What is the shortest distance between two opposite points (two vertices separated by 2R) in the surface of a regular icosahedron? The regular icosahedron's edges are 1ft in length.

(In reply to re: Solution (details) by Brian Wainscott)

I don't think the intent was finding the distance along the surface. I interpreted the "...in the surface" phrase to refer just to the "opposite points in the surface", and the distance as being the distance in space (the 2R, representing twice the radius of the circumscribing sphere).

As such, I got:

Project the icosahedron outward to its circumscribing sphere, of radius R. Consider one spherical triangle face. The great circle arc of one side of this spherical triangle subtends a chord which is one edge of the icosahedron.

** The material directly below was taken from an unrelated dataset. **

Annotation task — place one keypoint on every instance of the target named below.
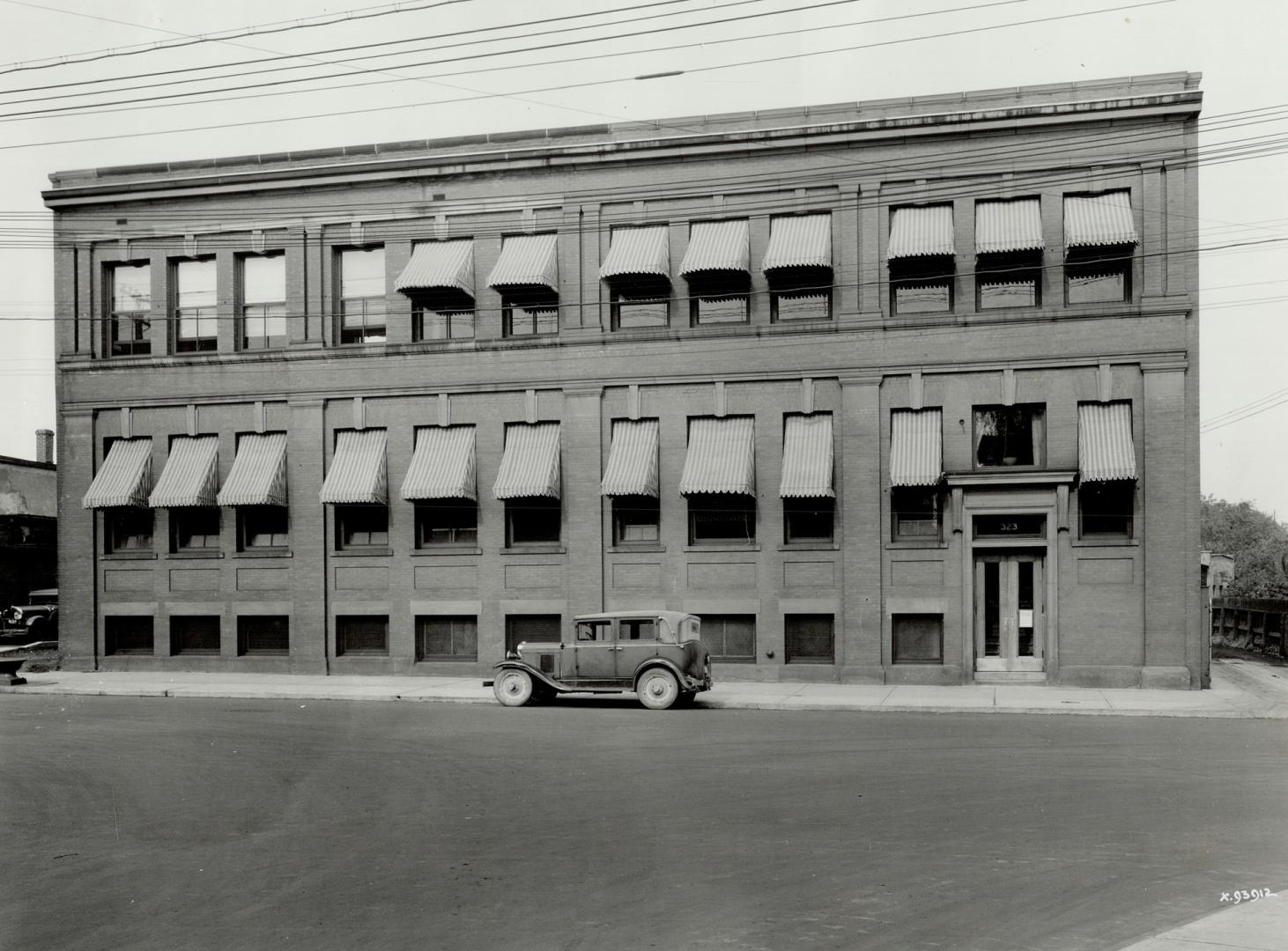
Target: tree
(1257, 542)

Each corner angle of this spherical triangle is 72 degrees, as five fit together to completely surround each vertex of the icosahedron.

Then we use the law of cosines for spherical triangle, for angles:

cos 72 = -cos²72 + sin²72 cos S,
where S is the side length sought.

This solves to S=63.424948... degrees.

The chord for the arc has length 2Rsin(S/2), or R*1.051462224238267... Since we are given that the length of the chord (the edge of the icosahedron) is 1 foot, 1 = R * 1.051462224238267, so R=1/1.051462224238267 and 2R=1.902113032590307... feet.

As SilverKnight has said, it's quite similar to the soccer ball problem.

Posted by Charlie on 2003-12-10 15:57:25